Given all the bad stories in the media about young boys and the Catholic Church, I’m yet to ask my Catholic friends and colleagues if they’d let their sons go to a Catholic Sunday school or be altar servers. I know I could ask, but I haven’t because, quite frankly, I don’t believe it’s the proper thing to do.
I’m not saying, as many do, that only Xhosa men should be allowed to have a view on circumcision rites or discuss the issue. If you hold that belief, stop reading now and save yourself the irritation. But, before you do, please let me know where and when the next meeting of such suitably qualified men will be held. Frankly, I suspect there are no such meetings – which goes to the heart of the problem.
How we raise and discuss sensitive cultural issues is important, especially where lives and physical hurt enter the debate. And I think it’s in this nuance that some people feel non-Xhosas should be barred from this discussion.
Luckily for me, I’m of the right breed so I may have an opinion, and here it is. And I’m extending my licence to the reader to comment below since you may not be allowed to do so elsewhere. The courtesy is extended with the request that you comment respectfully, recognising that you don’t know everything.
Twice a year, and for as long as I can remember, we hear of dozens of young men who die or are permanently scarred (mutilated is a very bad word) in the process of becoming men. News reader Noxolo Grootboom has probably run out of creative ways to present this story on the evening bulletins. It is tragic, no matter which way one looks at it. Young men die or are scarred for life during a ritual which should strengthen them for the next stage of their lives. Some have dramatised the situation, even referring to it as murder, but I’m not so inclined.

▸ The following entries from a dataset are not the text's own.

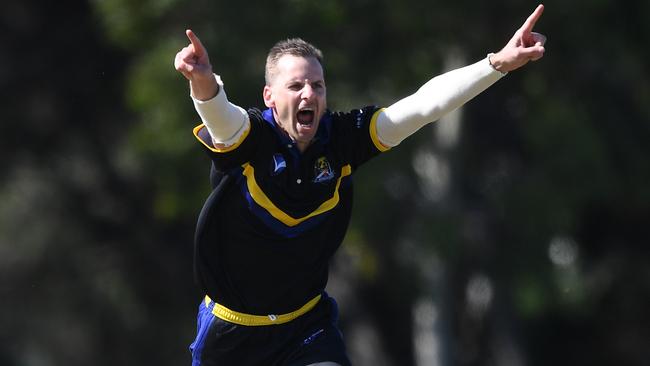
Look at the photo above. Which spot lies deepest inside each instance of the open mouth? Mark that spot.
(305, 116)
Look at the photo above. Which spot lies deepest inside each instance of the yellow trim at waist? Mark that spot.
(235, 317)
(263, 200)
(373, 132)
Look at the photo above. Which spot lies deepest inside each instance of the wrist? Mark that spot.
(496, 63)
(205, 88)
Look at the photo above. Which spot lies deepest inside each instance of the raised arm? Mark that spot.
(449, 91)
(225, 121)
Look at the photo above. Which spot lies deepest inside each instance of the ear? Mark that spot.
(267, 94)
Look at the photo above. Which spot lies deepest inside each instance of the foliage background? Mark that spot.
(514, 232)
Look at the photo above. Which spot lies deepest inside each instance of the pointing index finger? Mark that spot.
(199, 50)
(532, 19)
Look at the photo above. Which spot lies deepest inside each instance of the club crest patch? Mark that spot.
(322, 170)
(278, 164)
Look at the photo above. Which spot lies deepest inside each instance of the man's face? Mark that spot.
(297, 96)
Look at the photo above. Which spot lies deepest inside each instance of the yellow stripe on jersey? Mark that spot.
(373, 132)
(265, 202)
(221, 149)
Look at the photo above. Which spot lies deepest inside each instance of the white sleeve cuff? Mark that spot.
(225, 121)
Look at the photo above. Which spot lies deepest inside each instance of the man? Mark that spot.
(264, 244)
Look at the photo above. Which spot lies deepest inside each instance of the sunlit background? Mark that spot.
(514, 232)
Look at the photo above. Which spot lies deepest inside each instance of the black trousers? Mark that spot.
(310, 338)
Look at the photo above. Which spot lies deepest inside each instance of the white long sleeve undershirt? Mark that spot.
(226, 122)
(436, 98)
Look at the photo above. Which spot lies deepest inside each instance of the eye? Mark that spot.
(295, 86)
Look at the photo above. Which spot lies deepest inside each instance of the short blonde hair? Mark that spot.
(292, 46)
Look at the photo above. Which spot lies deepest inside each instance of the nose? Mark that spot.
(307, 91)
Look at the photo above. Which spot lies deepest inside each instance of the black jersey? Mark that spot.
(266, 248)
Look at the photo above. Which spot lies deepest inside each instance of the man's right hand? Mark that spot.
(193, 62)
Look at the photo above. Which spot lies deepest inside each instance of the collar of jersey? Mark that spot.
(322, 135)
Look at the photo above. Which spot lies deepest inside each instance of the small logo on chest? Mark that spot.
(322, 170)
(279, 164)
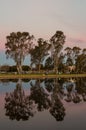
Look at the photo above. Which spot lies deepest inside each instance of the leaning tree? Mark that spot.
(39, 52)
(57, 41)
(18, 46)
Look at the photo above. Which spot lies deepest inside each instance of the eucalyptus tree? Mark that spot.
(39, 52)
(81, 63)
(17, 47)
(57, 41)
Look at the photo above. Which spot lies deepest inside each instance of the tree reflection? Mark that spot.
(39, 96)
(17, 104)
(57, 109)
(81, 87)
(48, 94)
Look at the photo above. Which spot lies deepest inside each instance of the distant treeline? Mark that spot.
(50, 52)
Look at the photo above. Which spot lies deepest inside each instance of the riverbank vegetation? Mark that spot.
(46, 56)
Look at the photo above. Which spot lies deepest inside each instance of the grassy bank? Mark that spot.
(26, 76)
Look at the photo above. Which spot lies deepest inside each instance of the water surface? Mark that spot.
(43, 104)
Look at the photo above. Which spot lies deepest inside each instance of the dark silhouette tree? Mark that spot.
(39, 53)
(18, 46)
(57, 41)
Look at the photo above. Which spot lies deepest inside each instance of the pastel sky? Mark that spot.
(43, 17)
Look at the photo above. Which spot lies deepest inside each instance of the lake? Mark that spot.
(43, 104)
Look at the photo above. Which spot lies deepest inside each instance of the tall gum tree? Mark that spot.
(39, 52)
(57, 41)
(18, 46)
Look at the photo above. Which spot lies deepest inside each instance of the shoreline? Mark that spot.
(29, 76)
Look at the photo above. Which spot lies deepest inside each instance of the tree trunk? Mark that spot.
(19, 69)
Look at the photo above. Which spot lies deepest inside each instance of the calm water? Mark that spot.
(43, 104)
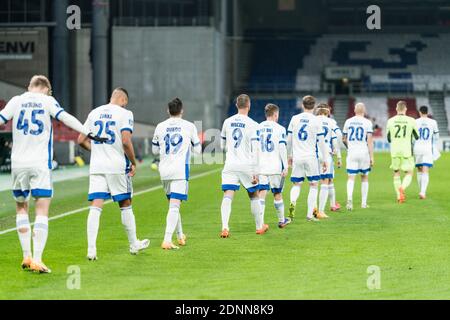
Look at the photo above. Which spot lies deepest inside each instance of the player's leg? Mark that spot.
(297, 178)
(42, 192)
(312, 172)
(323, 196)
(424, 181)
(264, 186)
(276, 186)
(407, 166)
(40, 234)
(364, 190)
(21, 193)
(350, 188)
(230, 184)
(121, 188)
(324, 187)
(98, 193)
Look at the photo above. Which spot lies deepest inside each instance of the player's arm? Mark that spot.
(223, 137)
(128, 148)
(344, 135)
(255, 151)
(370, 146)
(156, 148)
(283, 153)
(59, 114)
(8, 112)
(195, 141)
(289, 142)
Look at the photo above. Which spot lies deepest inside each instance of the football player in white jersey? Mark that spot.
(357, 135)
(425, 150)
(31, 160)
(273, 166)
(241, 142)
(330, 139)
(336, 150)
(112, 166)
(303, 147)
(172, 141)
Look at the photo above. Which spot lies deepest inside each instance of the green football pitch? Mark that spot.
(332, 259)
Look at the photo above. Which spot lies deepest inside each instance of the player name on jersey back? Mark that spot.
(356, 129)
(238, 131)
(305, 129)
(32, 129)
(109, 121)
(175, 137)
(428, 129)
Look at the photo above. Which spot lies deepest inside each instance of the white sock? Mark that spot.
(179, 227)
(419, 178)
(350, 186)
(332, 195)
(225, 211)
(23, 222)
(424, 184)
(171, 221)
(40, 234)
(129, 223)
(93, 226)
(279, 207)
(295, 193)
(262, 204)
(312, 201)
(364, 192)
(323, 197)
(255, 208)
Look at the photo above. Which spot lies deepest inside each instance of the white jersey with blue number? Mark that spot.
(175, 137)
(328, 132)
(305, 129)
(32, 129)
(271, 135)
(428, 129)
(356, 129)
(109, 121)
(238, 131)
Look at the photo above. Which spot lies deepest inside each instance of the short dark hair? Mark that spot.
(271, 109)
(308, 102)
(242, 101)
(423, 110)
(123, 90)
(175, 106)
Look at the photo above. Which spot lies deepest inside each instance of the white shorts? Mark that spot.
(273, 182)
(34, 181)
(176, 189)
(308, 168)
(233, 180)
(105, 186)
(424, 160)
(329, 173)
(358, 163)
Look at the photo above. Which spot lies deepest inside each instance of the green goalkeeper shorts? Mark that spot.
(402, 163)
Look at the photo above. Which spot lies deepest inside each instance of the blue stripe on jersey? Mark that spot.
(50, 148)
(58, 113)
(186, 166)
(99, 195)
(3, 118)
(42, 193)
(127, 164)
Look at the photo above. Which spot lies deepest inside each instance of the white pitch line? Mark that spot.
(69, 213)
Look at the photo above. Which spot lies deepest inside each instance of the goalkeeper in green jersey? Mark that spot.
(401, 130)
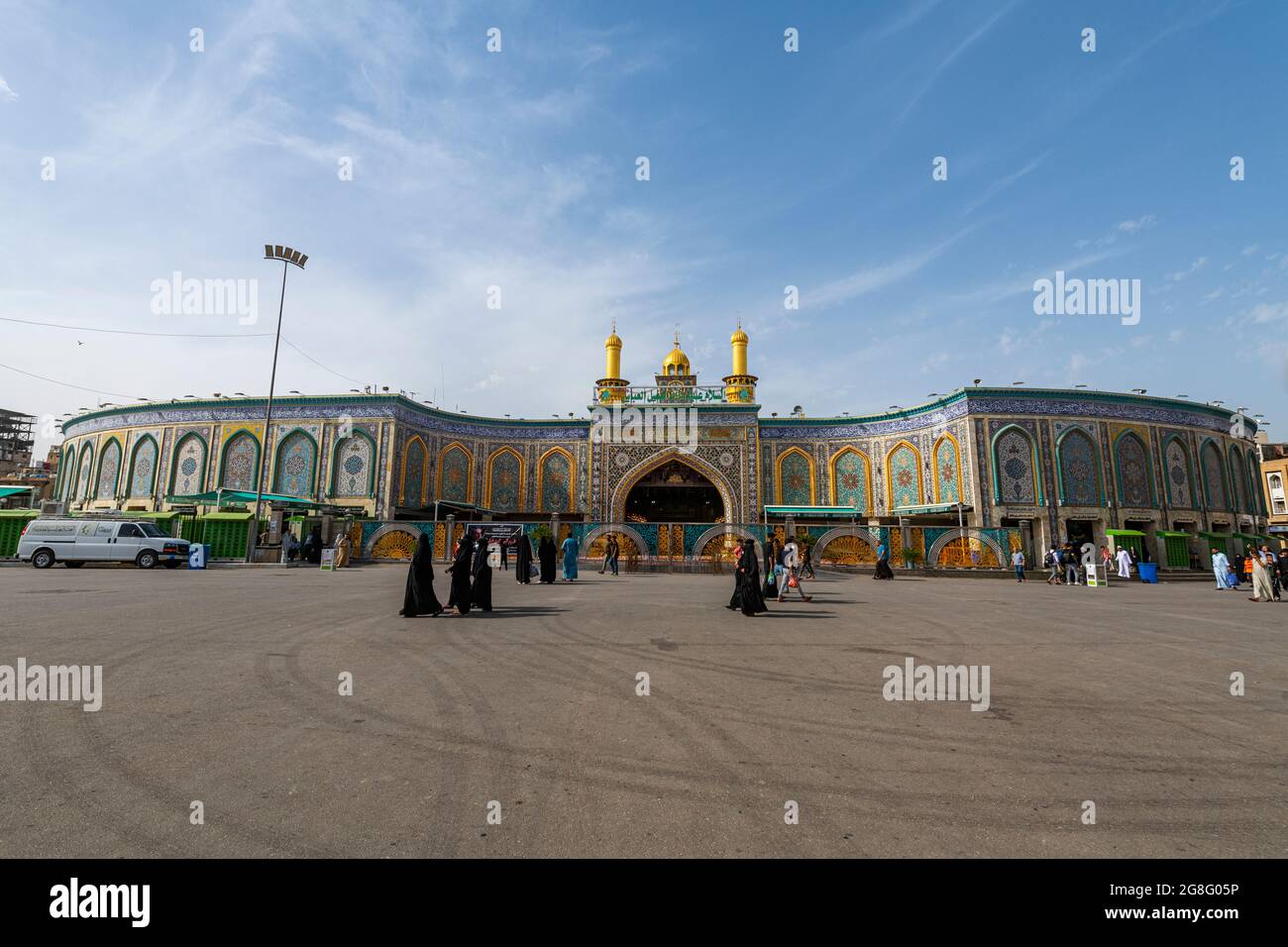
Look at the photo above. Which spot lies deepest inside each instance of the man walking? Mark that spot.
(1070, 565)
(791, 565)
(1052, 562)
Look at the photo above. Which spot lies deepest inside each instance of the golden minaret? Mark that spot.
(612, 386)
(739, 386)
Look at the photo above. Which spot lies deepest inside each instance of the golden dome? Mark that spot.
(675, 363)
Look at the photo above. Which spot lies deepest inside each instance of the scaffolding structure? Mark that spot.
(16, 440)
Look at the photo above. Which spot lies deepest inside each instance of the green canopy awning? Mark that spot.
(824, 512)
(219, 496)
(919, 510)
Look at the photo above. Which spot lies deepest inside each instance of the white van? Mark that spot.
(76, 541)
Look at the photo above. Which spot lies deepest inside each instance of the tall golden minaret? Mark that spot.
(612, 386)
(739, 386)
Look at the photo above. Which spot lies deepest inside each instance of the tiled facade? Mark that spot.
(1054, 463)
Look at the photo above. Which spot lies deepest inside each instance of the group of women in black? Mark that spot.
(472, 577)
(545, 556)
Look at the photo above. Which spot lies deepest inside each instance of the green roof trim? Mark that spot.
(348, 399)
(213, 496)
(812, 512)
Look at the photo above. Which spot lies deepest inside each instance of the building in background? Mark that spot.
(962, 479)
(1274, 475)
(16, 441)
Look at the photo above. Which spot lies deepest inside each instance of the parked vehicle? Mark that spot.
(76, 541)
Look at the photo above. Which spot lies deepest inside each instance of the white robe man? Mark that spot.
(1222, 570)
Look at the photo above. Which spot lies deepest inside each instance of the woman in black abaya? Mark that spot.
(771, 554)
(460, 570)
(523, 561)
(546, 554)
(747, 594)
(419, 598)
(481, 592)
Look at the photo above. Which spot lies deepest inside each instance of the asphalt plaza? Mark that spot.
(222, 686)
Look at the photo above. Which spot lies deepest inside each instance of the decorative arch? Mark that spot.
(295, 466)
(795, 479)
(1016, 466)
(85, 472)
(353, 462)
(240, 462)
(67, 472)
(862, 535)
(413, 480)
(850, 478)
(905, 484)
(1078, 468)
(456, 474)
(1239, 499)
(142, 478)
(394, 541)
(715, 532)
(947, 460)
(1212, 468)
(188, 468)
(617, 505)
(629, 532)
(1256, 496)
(557, 482)
(503, 482)
(953, 535)
(1177, 474)
(108, 479)
(1132, 471)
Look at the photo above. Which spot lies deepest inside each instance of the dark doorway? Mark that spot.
(674, 493)
(1080, 531)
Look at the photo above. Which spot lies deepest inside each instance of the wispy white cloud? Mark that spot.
(1003, 183)
(876, 277)
(951, 58)
(1189, 270)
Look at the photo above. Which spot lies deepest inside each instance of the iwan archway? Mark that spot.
(674, 487)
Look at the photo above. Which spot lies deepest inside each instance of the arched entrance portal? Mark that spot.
(674, 492)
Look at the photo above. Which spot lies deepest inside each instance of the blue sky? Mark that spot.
(768, 169)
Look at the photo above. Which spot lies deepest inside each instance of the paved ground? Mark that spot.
(222, 686)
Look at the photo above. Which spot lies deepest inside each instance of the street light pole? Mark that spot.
(287, 256)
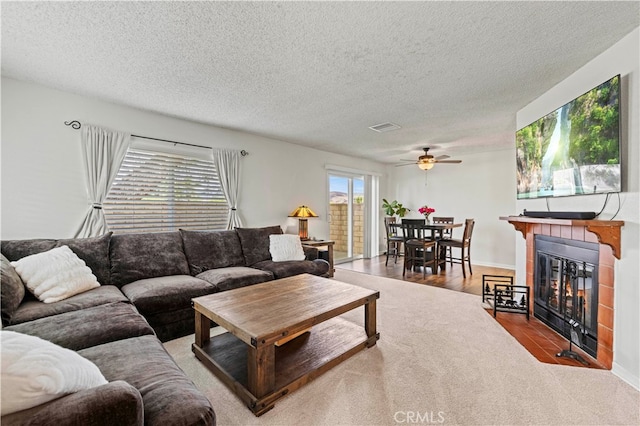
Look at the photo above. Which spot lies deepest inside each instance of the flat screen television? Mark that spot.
(574, 150)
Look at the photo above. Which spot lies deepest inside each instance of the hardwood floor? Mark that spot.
(450, 278)
(541, 341)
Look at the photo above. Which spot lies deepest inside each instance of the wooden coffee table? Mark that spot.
(247, 359)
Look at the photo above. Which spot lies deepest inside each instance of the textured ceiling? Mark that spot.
(451, 74)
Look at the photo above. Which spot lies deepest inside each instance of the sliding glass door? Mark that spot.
(347, 215)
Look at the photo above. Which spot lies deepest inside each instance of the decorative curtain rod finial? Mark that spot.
(75, 124)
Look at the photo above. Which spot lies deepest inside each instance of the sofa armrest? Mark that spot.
(310, 253)
(116, 403)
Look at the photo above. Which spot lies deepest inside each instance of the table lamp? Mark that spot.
(302, 213)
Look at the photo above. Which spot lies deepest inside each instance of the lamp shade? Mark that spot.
(426, 165)
(303, 211)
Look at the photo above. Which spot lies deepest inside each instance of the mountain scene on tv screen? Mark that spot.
(573, 150)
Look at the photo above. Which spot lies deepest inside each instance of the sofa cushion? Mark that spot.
(35, 371)
(55, 275)
(84, 328)
(211, 249)
(31, 308)
(255, 243)
(169, 397)
(12, 290)
(164, 294)
(17, 249)
(116, 403)
(294, 267)
(140, 256)
(94, 252)
(285, 247)
(234, 277)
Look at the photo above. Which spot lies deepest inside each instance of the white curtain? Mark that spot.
(103, 151)
(227, 162)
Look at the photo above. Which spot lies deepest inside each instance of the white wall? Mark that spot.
(482, 187)
(623, 58)
(43, 189)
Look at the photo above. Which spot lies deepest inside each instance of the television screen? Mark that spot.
(573, 150)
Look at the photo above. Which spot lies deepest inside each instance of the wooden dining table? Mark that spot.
(436, 230)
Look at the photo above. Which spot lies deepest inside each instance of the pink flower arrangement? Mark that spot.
(426, 211)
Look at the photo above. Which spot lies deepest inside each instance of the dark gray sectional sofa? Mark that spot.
(147, 283)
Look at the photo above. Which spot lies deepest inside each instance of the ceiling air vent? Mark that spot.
(384, 127)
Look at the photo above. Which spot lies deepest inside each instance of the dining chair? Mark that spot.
(394, 240)
(418, 250)
(463, 244)
(445, 234)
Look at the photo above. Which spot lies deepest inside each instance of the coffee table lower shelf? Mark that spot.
(296, 363)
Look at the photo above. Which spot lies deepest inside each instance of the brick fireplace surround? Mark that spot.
(604, 232)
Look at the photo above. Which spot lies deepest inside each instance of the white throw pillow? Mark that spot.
(285, 247)
(35, 371)
(55, 274)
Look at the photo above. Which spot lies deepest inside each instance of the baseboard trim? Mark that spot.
(626, 375)
(493, 265)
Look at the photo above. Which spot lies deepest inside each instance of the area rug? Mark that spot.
(440, 360)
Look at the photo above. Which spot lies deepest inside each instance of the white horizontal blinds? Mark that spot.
(160, 191)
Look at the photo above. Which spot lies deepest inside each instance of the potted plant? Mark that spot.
(394, 208)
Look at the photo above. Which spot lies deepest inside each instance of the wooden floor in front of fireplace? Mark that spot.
(540, 340)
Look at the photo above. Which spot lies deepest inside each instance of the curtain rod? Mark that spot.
(75, 124)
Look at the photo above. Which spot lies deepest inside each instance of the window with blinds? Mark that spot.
(158, 191)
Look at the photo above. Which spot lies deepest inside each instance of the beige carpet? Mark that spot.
(440, 359)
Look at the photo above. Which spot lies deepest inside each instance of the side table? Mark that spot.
(329, 245)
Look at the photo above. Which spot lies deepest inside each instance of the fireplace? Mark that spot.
(566, 289)
(603, 234)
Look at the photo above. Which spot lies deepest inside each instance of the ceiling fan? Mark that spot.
(427, 161)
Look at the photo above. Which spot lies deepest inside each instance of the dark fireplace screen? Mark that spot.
(566, 289)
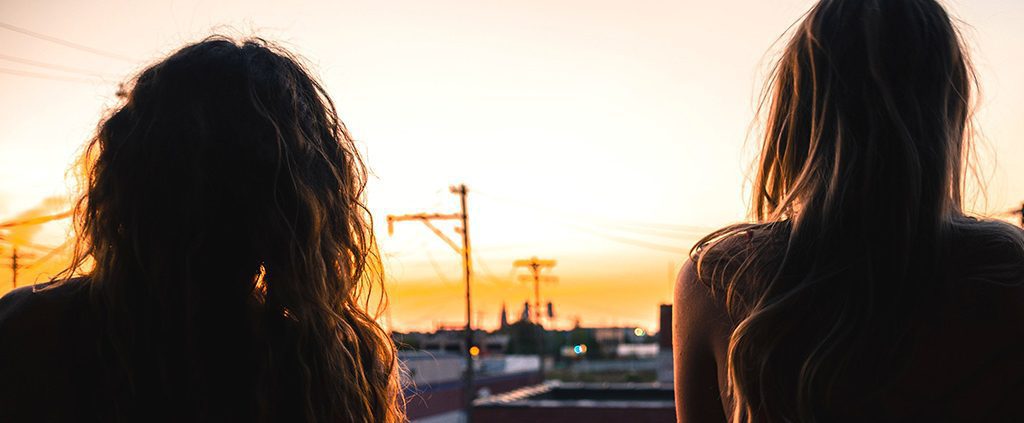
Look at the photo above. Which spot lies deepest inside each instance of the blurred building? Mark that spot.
(553, 402)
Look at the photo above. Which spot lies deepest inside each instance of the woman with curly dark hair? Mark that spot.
(223, 263)
(862, 292)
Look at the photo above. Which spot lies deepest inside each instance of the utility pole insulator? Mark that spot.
(460, 189)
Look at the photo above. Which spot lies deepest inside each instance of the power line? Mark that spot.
(67, 43)
(45, 76)
(574, 216)
(53, 67)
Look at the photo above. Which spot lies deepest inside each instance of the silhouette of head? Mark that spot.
(869, 101)
(857, 198)
(226, 186)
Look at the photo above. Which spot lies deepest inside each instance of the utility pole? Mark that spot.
(536, 265)
(13, 267)
(464, 250)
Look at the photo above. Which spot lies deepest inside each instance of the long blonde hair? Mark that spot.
(857, 202)
(230, 250)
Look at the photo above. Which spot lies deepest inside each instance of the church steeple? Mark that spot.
(505, 316)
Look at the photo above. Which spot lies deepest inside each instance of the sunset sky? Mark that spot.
(606, 135)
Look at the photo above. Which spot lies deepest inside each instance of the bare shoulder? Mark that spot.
(985, 252)
(700, 333)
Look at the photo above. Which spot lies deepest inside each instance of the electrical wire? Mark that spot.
(53, 67)
(66, 43)
(46, 76)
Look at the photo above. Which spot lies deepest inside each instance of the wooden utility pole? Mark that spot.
(536, 265)
(464, 250)
(13, 267)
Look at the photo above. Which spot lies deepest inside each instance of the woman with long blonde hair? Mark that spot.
(224, 254)
(862, 292)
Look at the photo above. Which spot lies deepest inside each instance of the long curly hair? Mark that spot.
(857, 209)
(224, 241)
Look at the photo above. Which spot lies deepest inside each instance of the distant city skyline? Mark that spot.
(606, 135)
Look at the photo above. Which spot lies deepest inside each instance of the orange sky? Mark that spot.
(584, 129)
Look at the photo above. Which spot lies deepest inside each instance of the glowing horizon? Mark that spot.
(605, 135)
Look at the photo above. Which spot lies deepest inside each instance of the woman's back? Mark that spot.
(226, 255)
(957, 358)
(861, 257)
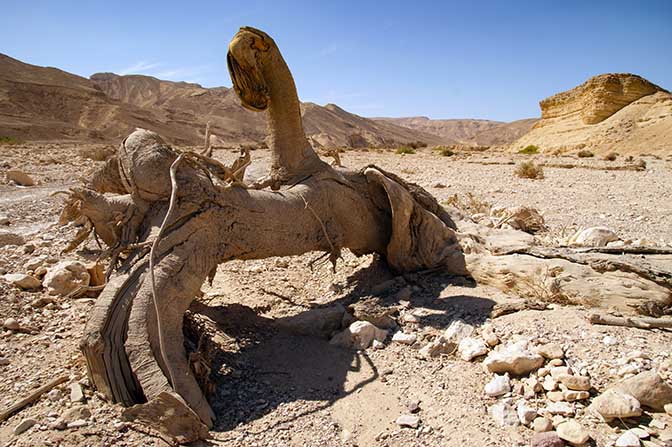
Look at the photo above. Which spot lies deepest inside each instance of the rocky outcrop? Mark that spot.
(598, 98)
(624, 113)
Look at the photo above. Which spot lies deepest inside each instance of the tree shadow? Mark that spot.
(263, 365)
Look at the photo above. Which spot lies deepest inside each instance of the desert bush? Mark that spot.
(9, 140)
(528, 169)
(529, 150)
(404, 150)
(444, 151)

It is true that deaths during these rites are not new nor are they exclusive to this generation, but this does not mitigate the tragedy at all. It is too easy for those who’ve undergone this rite of passage without losing his manhood to say this ancient tradition must be preserved, and everyone else must back off. In my view, it is as easy as it is to say that poor people choose to be poor. Or for drunk drivers to insist there’s nothing wrong with driving under the influence simply because they’ve never experienced the resultant devastation.
Preserving cultures and traditions are critical – they are present, tangible links with history, and few people would argue with that. But our world has changed. Our mountains are infested with foreign organisms from pollution and other human interventions, which perhaps render our traditional medicines and treatments dangerous. We are faced with sexually transmitted diseases which boys as young as 14 can and do contract. We face broken family and community structures, which disrupt the very core of initiating a boy into manhood.
All these have made it necessary for us to look at a different way of giving meaning to our traditions and heritage.
Protestants and Jews may be excluded from the ecclesiastical processes of how Catholics will deal with alleged sexual abuses within the Roman Catholic Church. They are correct to be concerned and have every right to express their concerns, but they should not interfere. And it’s certainly no different to Afrikaners being concerned about young Xhosa men dying, and expressing such concern respectfully.